Compilation album by The Wildhearts
- Released: March 2004
- Genre: Hard rock, punk rock, heavy metal
- Label: Gut Records

The Wildhearts chronology
| The Wildhearts Must Be Destroyed (2003) | Coupled With (2004) | The Wildhearts Strike Back (2004) |

= Coupled With =

Coupled With is a compilation album by The Wildhearts, released on Gut Records in March 2004. The album collects almost all the B-sides recorded by the band, released on various CD and vinyl singles during their reformation and comeback in the 2001-2003 period. The A-sides of most of these single releases appear on the 2003 studio album The Wildhearts Must Be Destroyed. The exception to this pattern is "Stormy in the North, Karma in the South" which was recorded as a non-album A-side for its own single release. One B-side not included here is the instrumental version of "Dancin'" from the 7" single for "So Into You".

==Track listing==
All songs written by Ginger unless noted otherwise.
1. "Stormy in the North, Karma in the South" (Ginger, C.J.)
2. "Move On"
3. "Cheers" (Portnoy, Angelo, James)
  - Medley of the themes from the American TV shows Taxi and Cheers ("Where Everybody Knows Your Name").
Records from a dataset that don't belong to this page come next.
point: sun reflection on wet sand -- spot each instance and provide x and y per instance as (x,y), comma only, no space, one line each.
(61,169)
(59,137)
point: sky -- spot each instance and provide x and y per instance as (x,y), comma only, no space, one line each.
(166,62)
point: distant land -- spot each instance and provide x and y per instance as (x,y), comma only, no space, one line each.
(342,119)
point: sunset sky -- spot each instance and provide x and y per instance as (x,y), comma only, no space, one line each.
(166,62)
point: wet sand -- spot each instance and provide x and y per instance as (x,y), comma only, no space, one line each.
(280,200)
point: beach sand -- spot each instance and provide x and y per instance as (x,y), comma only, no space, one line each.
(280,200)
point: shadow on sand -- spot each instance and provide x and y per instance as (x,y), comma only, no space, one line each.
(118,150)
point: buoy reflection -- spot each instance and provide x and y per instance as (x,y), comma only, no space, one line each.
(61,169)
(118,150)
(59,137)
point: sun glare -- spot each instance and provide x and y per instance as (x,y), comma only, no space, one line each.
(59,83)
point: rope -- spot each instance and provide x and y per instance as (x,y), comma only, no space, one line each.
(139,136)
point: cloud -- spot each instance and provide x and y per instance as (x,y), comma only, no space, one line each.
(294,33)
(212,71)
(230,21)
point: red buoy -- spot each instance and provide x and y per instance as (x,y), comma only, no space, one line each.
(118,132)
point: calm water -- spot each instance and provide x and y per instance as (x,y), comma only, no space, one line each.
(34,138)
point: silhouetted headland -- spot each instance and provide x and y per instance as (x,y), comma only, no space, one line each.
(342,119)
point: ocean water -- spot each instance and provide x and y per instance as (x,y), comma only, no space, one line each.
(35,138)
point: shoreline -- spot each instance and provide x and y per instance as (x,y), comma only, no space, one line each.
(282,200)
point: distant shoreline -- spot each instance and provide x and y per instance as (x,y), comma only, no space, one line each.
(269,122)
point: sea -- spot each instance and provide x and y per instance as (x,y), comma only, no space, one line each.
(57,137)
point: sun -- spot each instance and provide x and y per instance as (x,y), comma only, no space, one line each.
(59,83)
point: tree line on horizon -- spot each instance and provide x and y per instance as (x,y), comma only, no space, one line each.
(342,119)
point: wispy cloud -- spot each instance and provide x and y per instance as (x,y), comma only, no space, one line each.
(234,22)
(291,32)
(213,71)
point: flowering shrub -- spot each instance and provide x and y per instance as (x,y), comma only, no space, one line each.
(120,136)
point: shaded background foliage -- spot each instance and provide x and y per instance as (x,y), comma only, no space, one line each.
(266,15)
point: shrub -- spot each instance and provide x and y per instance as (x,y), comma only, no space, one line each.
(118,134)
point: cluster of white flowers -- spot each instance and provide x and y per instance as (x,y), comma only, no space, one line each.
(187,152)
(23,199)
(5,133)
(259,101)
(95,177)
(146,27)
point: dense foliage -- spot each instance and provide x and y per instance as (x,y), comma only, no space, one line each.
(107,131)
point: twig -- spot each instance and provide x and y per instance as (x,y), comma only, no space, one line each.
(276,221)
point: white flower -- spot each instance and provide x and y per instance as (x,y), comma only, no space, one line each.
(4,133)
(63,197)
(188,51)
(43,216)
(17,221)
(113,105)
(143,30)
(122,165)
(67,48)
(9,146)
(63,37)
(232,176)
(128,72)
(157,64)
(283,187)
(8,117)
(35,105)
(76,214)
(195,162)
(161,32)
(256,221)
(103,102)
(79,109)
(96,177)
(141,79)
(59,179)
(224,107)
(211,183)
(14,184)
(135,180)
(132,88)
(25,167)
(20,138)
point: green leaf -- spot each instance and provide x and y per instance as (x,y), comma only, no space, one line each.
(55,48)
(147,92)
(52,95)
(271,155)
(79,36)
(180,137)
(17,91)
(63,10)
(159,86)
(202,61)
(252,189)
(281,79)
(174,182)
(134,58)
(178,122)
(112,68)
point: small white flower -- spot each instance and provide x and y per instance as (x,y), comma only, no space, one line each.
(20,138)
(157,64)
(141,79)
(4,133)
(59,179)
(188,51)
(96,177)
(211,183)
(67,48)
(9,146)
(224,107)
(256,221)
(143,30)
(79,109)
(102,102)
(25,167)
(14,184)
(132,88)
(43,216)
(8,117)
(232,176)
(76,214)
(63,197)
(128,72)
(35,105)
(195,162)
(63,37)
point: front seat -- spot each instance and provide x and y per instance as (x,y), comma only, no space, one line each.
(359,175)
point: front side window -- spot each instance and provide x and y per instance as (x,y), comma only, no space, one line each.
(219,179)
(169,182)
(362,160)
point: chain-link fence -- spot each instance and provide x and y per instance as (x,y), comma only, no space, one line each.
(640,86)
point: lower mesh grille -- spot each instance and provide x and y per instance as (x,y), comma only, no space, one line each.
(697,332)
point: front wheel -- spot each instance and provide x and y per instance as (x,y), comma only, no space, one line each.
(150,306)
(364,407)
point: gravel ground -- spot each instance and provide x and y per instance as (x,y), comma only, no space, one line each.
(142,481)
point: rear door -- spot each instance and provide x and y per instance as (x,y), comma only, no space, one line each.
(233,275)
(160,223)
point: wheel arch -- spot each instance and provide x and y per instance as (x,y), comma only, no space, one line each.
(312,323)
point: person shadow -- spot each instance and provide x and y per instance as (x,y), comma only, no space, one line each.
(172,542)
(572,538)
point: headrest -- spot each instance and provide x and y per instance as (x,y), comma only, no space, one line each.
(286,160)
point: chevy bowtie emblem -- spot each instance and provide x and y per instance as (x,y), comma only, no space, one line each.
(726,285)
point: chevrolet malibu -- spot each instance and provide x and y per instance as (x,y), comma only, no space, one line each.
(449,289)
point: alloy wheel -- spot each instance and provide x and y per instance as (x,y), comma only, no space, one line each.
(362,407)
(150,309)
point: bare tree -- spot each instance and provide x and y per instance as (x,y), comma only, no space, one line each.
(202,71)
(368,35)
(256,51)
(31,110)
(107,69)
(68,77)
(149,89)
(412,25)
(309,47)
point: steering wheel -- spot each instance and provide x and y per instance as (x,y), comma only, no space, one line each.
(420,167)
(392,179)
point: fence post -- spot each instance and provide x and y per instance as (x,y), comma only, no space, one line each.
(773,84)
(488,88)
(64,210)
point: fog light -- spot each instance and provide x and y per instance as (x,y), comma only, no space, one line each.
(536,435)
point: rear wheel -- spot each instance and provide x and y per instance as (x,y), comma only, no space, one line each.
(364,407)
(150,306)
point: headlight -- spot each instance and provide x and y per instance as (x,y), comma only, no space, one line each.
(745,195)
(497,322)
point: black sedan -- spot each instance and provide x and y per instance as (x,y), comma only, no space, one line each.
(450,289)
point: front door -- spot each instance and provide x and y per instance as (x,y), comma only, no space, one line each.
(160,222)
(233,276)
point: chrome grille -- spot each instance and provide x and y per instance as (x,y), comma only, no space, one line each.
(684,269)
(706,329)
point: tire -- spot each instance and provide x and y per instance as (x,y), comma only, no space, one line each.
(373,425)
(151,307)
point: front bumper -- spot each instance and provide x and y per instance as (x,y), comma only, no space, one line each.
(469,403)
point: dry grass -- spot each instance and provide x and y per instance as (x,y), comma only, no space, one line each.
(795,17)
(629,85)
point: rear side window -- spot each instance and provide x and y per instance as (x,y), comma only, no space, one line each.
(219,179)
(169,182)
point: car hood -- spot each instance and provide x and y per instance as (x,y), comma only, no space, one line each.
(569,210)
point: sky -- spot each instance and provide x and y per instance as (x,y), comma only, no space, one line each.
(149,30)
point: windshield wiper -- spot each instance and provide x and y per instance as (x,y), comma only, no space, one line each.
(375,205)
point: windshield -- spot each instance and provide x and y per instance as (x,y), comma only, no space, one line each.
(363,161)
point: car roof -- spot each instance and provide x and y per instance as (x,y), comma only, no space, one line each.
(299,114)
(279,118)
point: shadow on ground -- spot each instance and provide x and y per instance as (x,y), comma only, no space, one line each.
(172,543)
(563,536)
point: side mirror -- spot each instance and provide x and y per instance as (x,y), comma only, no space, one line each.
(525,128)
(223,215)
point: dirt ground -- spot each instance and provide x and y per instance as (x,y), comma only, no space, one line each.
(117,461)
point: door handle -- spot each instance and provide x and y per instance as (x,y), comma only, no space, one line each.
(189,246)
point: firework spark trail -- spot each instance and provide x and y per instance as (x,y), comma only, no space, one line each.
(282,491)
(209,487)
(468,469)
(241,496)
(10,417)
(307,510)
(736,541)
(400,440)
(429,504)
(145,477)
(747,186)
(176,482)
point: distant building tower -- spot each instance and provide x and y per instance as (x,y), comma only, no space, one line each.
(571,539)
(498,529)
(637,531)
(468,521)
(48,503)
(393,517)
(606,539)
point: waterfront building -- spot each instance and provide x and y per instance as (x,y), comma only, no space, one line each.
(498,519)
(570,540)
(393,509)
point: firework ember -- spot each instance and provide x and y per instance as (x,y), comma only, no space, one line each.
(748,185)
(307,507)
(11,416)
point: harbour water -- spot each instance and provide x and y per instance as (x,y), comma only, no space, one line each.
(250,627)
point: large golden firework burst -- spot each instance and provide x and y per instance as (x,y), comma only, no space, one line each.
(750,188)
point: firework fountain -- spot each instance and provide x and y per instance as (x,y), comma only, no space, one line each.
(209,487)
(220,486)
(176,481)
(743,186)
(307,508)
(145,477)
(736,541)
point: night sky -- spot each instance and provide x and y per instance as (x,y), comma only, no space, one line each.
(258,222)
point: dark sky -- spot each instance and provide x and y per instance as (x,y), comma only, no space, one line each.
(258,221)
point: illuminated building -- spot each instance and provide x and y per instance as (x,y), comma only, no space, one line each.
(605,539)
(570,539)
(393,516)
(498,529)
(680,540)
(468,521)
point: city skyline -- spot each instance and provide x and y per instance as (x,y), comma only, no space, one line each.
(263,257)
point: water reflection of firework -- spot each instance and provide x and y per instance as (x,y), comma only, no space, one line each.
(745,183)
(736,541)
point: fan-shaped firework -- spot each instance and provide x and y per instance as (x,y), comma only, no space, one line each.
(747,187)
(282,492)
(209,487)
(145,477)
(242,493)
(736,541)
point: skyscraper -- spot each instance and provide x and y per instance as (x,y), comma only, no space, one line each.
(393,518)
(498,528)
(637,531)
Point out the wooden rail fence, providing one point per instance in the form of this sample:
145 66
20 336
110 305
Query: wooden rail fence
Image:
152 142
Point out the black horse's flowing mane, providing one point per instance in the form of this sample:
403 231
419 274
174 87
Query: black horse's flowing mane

This track received much coverage on The Chris Moyles Show on BBC Radio 1 in the UK.
4. "The People That Life Forgot"
5. "L.T.D." (Jon Poole)
6. "Looking for the One"
7. "6.30 Onwards"
8. "Eager to Leave 'Er"
9. "Putting It On" (C.J.)
10. "Better Than Cable"
11. "Lake of Piss" (Ginger, C.J.)
12. "If I Decide"
13. "Bang!"
14. "You Got to Get Through What You've Got to Go Through to Get What You Want, But You Got to Know What You Want to Get Through What You Got to Go Through" (Ginger, C.J., Stidi)
15. "Hit It On the Head" (C.J.)
16. "Let's Go" (Stidi, Ginger)
17. "Return to Zero" (Ginger, Steve Firth)
  - First appearance on CD, from the 7" vinyl single of "So Into You".
18. "O.C.D." (Ginger, C.J., Stidi)
19. "Action Panzer"
20. "Dancin'" (McCormack, Ginger)
  - Originally titled "Danny's Dancin'" when it appeared as the B-side of "So Into You".
21. "Stormy in the North, Karma in the South" (video)

- 1-2, 12-14 from the Stormy in the North, Karma in the South single.
- 6, 9-10, 16, 18 from the Vanilla Radio single.
- 4, 11, 17, 19-20 from the So Into You single.
- 3, 5, 7-8, 15 from the Top of the World single.